The first accounting you request within a twelve-month period will be free. For additional requests during the same 12-month period, we will charge you for the costs of providing the accounting. We will notify you of the amount we will charge and you may choose to withdraw or modify your request before we incur any costs.

 

Right to Request Restrictions. You have the right to request a restriction on the health information we use or disclose about you for treatment, payment or health care operations. You may also ask that any part (or all) of your health information not be disclosed to family members or friends who may be involved in your care or for notification purposes as described in Section III of this Notice.

You must request the restriction in writing and addressed to the Privacy Officer at Cutchins Programs, 78 Pomeroy Terrace, Northampton, MA 01060. The Privacy Officer will ask you to fill out a Request for Restriction Form, which you should complete and return to the Privacy Officer.

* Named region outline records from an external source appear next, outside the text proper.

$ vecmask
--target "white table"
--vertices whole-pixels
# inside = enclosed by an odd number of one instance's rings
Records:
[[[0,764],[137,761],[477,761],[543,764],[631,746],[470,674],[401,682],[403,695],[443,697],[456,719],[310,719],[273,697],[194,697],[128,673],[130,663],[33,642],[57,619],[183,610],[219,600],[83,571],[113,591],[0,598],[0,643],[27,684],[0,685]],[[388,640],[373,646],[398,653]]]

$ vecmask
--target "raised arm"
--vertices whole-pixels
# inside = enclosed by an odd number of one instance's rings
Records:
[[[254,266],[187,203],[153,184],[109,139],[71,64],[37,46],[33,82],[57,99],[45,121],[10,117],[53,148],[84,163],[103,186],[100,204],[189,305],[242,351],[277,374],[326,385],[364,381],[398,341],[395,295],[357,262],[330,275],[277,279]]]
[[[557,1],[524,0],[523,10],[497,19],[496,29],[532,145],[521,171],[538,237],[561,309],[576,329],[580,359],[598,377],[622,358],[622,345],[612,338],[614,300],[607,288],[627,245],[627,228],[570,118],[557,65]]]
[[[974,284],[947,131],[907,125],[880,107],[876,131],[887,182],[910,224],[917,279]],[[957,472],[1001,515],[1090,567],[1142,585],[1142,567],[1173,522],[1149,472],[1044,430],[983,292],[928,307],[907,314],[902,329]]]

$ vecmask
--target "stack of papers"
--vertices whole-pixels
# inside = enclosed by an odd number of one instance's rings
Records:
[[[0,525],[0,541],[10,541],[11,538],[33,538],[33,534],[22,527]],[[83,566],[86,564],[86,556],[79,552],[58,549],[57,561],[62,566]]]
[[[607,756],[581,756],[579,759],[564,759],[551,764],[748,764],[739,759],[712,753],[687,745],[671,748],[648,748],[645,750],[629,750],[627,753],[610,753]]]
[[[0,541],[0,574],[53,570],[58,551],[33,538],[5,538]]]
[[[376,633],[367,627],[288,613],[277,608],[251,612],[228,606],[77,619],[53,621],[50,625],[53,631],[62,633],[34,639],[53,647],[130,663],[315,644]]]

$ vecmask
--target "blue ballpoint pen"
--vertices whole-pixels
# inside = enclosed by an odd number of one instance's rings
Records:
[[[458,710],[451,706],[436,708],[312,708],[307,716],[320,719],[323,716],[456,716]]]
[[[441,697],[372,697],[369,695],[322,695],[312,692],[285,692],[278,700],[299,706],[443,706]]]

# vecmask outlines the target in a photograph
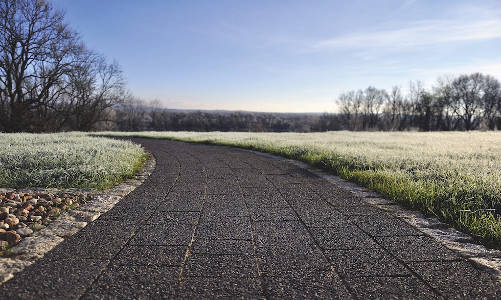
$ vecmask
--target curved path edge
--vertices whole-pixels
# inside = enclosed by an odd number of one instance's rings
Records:
[[[111,209],[124,197],[142,184],[155,170],[156,166],[155,157],[148,153],[148,158],[141,172],[133,178],[102,191],[74,188],[62,190],[43,188],[2,189],[6,191],[15,190],[25,193],[44,191],[55,193],[82,193],[93,197],[79,209],[63,214],[47,228],[23,238],[11,249],[9,257],[0,257],[0,285],[14,277],[16,273],[22,271],[44,257],[46,253],[60,243],[69,238]]]
[[[384,199],[378,193],[304,162],[265,152],[240,150],[287,161],[325,178],[333,184],[355,194],[365,202],[393,214],[467,259],[475,267],[501,280],[501,250],[490,249],[479,244],[471,235],[452,228],[450,225],[435,218],[426,217],[419,211],[412,210],[408,207]]]

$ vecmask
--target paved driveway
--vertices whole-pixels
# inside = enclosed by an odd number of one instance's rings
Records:
[[[501,297],[493,277],[289,163],[133,140],[156,157],[150,177],[0,297]]]

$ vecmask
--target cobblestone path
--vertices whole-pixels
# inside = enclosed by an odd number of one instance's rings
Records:
[[[155,171],[3,299],[501,297],[493,277],[286,161],[133,139]]]

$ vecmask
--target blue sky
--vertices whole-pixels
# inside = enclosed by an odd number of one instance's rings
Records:
[[[501,80],[501,2],[53,0],[137,97],[168,108],[333,112],[343,91]]]

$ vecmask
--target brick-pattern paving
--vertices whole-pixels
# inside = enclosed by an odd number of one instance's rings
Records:
[[[133,140],[156,157],[149,178],[0,297],[501,297],[494,277],[289,163]]]

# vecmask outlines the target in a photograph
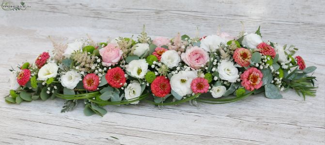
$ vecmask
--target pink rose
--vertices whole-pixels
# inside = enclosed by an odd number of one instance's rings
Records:
[[[160,47],[161,46],[166,45],[170,43],[169,39],[164,37],[157,37],[153,40],[153,44]]]
[[[236,39],[236,37],[234,36],[232,36],[229,34],[226,33],[226,32],[222,32],[220,34],[218,34],[218,36],[220,36],[220,37],[221,37],[225,40],[227,42],[228,42],[231,40],[233,40],[234,39]]]
[[[182,59],[191,68],[201,68],[209,61],[209,55],[204,49],[198,46],[192,46],[186,49],[181,55]]]
[[[109,43],[99,50],[103,59],[103,65],[110,66],[117,64],[122,57],[123,52],[115,43]]]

We are not required to agree to a restriction that you may request. If we do agree, we will honor your request unless the restricted health information is needed to provide you with emergency treatment or is required by law.

 

Right to Request Confidential Communications.

You have the right to request that we communicate with you about your health care only in a certain location or through a certain method. For example, you may request that we contact you only at work or by telephone.

To request such a confidential communication, you must make your request in writing to the Program Director at your service site. We will accommodate all reasonable requests. You do not need to give us a reason for the request; but, your request must specify how and where you wish to be contacted.

 

Right to a Paper Copy of this Notice. You have the right to obtain a paper copy of this Notice at any time. Even if you have agreed to receive this Notice electronically, you may still obtain a paper copy. To obtain a paper copy, contact our Privacy Officer at Cutchins Programs for Children and Families, Inc., 78 Pomeroy Terrace, Northampton, MA 01060.

 

VI. Complaints

If you believe your privacy rights have been violated, you may file a complaint with us or with the Secretary of the U.S. Department of Health and Human Services. To file a complaint with us, contact our Executive Director at Cutchins Programs for Children and Families, Inc., 78 Pomeroy Terrace, Northampton, MA 01060, telephone number 413-584-1310. All complaints must be submitted in writing.

The Program Director at your site of service will assist you with writing your complaint, if you request such assistance.

We will not retaliate against you for filing a complaint.

 

VII. Changes to and Posting of this Notice

We reserve the right to change the terms of our Notice at any time. We also reserve the right to make the revised or changed Notice effective for all health information we already have about you as well as any health information we receive in the future. We will post a copy of the current Notice at our main office and at each site where we provide care. You may also obtain a copy of the current Notice by calling us at 413-584-1310 and requesting that a copy be sent to you in the mail or by asking for one any time you are at one of our offices.